The insights Belykh has gained from bridges inform much of his other work and have led to collaborations with physicists and engineers here and abroad. When pedestrians lift their feet up and down, they transfer their energy into a bridge. They are “coupled” to the structure. Coupling occurs in many physical and biological systems. Heartbeats, the singing of crickets, the flashing of fireflies, computer switches, and the entire power grid of the United States oscillate off and on, ultimately synchronizing into congruity.

It turns out that the inherent asymmetry in many instances of coupling can lead to a more powerful coherence. “It sounds a bit crazy,” says Belykh, “but pedestrians of different sizes and masses can shake a bridge more powerfully than identical pedestrians. The asymmetry generated by the random motion of pedestrians creates a stronger force.”

He is now applying that insight to the construction of enormous lasers, in collaboration with physicist Adilson Motter of Northwestern University and Yehuda Braiman, a specialist in photonics and optics at the University of Central Florida. “Igor is one of the rare people who is very mathematically rigorous but at same time has an extraordinarily good sense of how to select problems to work on that have practical significance in this world,” says Motter.

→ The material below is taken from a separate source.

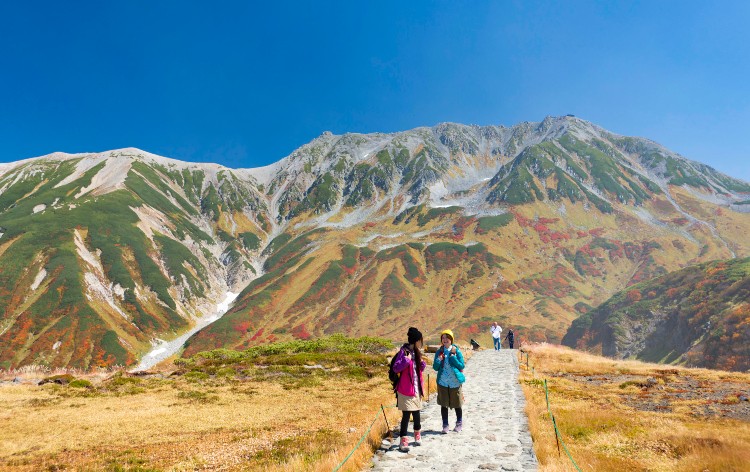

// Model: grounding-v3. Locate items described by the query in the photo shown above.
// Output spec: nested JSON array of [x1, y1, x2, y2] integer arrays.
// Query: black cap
[[406, 326, 422, 344]]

The team’s goal is to build large lasers by joining multiple small, inexpensive laser devices. They have received an initial $780,000 grant from the United States Office of Naval Research to support their work.

“Just think of a laser pointer,” explains Belykh. “It’s a very cheap device, and needs very little power. But imagine if I have a million laser pointers, and I can synchronize all their beams, much like pedestrians on a bridge.”

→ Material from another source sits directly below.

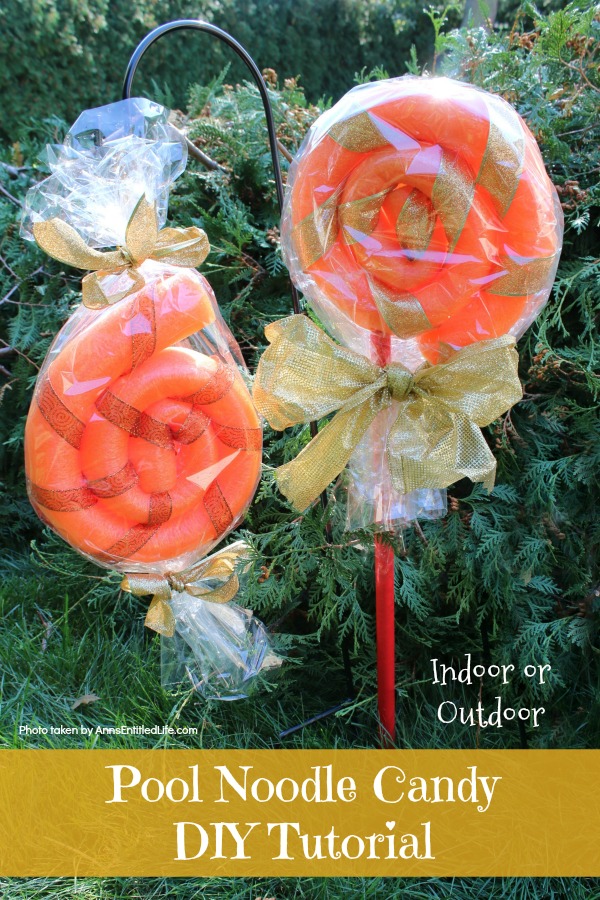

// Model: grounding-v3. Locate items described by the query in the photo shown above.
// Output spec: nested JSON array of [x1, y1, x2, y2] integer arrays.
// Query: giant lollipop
[[24, 100, 268, 698], [255, 77, 562, 735], [283, 77, 562, 361]]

Small lasers are never identical — just like pedestrians — so they can’t simply be joined to create a consistent, large beam. Belykh hopes to develop mathematical formulas that actually build on that imprecision, and thus create a huge powerful laser that might have nautical and military applications.

Belykh is also working with Maurizio Porfiri, professor of engineering at New York University, to study systems that switch or “blink” off and on. As an example, a small group of neurons exhibiting seizure-like spurts of electricity can spread across the whole interconnected network of the brain and induce a body-wide seizure. The scientists hope to apply their work to drones that guide the behavior of other drones by sending out off-and-on signals.

“We’ve found that the rate of switching off and on matters,” says Belykh. “It can’t be too fast or too slow to strike the perfect balance between drones’ coordination and energy efficient communication.”

“Igor and I have become very good friends, and I learn so much from him” says Porfiri, who recalls the first time they met at a conference in 2006. Porfiri had just presented a paper when “a very tall, imposing, muscular man stood up, with a thick accent not unlike mine, and asked a brilliant question.”

Belykh says he loves to collaborate. “Just as you need partners when you climb mountains, you need collaborators in science. Not only is it fun, but you can also achieve much more together.”

Next up? He hopes to return to the long, trembling rope bridges pinned high in the Himalayas to precisely measure changes in the vibration of the structures as pedestrians cross. And he’s working on a more accurate explanation for the collapse of the Tacoma Narrows Bridge.

“Solving that puzzle will be like climbing Mount Everest.”